Hypothyroidism is managed by administering thyroid hormone (levothyroxine) and hypophysitis is managed with corticosteroids.

Adrenal insufficiency is rare (less than 0.1%) and constitutes a medical emergency. It can cause dehydration, hypotension, and electrolyte imbalances (hyperkalemia, hyponatremia). Hospitalization is required and this condition is treated with intravenous corticosteroids.

Type 1 diabetes mellitus is associated with checkpoint inhibitors in approximately 0.2% of cases.  Monitor serum glucose is important with each dose of administered immunotherapy.


Rare adverse effects include:

Acute kidney toxicity was observed in 1-2% of cases, emerging 21 to 245 days after initiation of therapy.
Pancreatitis is generally manifested with elevated pancreatic enzymes (amylase and lipase).

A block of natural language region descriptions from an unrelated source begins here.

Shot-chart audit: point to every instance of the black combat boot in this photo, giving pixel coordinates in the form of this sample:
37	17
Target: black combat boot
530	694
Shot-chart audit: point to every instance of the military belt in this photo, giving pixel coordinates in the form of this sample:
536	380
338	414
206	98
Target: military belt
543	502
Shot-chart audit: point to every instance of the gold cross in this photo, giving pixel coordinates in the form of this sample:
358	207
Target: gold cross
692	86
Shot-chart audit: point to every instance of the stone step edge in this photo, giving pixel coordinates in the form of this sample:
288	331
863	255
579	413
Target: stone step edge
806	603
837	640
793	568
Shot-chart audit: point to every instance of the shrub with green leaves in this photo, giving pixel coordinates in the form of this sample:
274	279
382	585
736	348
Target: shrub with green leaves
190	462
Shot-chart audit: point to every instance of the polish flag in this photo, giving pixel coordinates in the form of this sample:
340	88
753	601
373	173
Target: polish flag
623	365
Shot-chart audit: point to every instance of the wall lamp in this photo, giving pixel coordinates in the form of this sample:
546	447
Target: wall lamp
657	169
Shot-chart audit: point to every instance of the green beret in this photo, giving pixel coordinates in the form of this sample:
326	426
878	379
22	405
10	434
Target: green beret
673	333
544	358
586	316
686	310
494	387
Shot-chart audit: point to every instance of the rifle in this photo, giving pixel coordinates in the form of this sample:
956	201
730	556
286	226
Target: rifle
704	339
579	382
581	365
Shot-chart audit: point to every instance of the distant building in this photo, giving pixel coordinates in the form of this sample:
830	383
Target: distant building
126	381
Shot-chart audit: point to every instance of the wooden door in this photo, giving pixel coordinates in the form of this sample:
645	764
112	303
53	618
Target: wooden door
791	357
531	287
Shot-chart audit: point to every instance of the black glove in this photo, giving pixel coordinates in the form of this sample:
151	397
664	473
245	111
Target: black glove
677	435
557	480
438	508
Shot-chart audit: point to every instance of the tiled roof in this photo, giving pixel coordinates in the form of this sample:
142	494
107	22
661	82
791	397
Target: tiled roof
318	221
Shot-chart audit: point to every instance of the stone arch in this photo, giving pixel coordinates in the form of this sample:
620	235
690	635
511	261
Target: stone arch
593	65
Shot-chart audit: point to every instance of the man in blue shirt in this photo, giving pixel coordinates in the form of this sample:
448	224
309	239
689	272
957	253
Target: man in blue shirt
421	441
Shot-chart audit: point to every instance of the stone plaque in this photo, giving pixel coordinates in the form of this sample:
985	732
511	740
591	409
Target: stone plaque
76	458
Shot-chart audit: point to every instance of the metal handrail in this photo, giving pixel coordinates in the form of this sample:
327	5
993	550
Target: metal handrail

Neurotoxicity can occurs in 1 to 3% of patients. These include Guillain-Barre syndrome, aseptic meningitis, myasthenia gravis, posterior reversible encephalopathy syndrome, enteric neuropathy, transverse myelitis, pancerebellitis, and autoimmune encephalitis. Serious adverse effects are treated with corticosteroids, plasmapheresis and intravenous immunoglobulin.

Cardiovascular toxicities include myocarditis, myositis and venous thromboembolism. High-dose steroids have been used to treat cardiac complications.

Hematologic toxicities include red cell aplasia, neutropenia, thrombocytopenia, acquired hemophilia A, and cryoglobulinemia. Management includes corticosteroid treatment and other immune-suppressing agents if symptoms persist.

Eye inflammation can occur in 1% of patients and include: episcleritis, conjunctivitis, uveitis, or orbital inflammation. Patient can present with photophobia, pain, dryness of the eyes, and blurred vision. Oral corticosteroids can be administered to severe cases.

Rheumatologic and musculoskeletal side effects include inflammatory arthritis and myositis, and salivary gland dysfunction (sicca syndrome).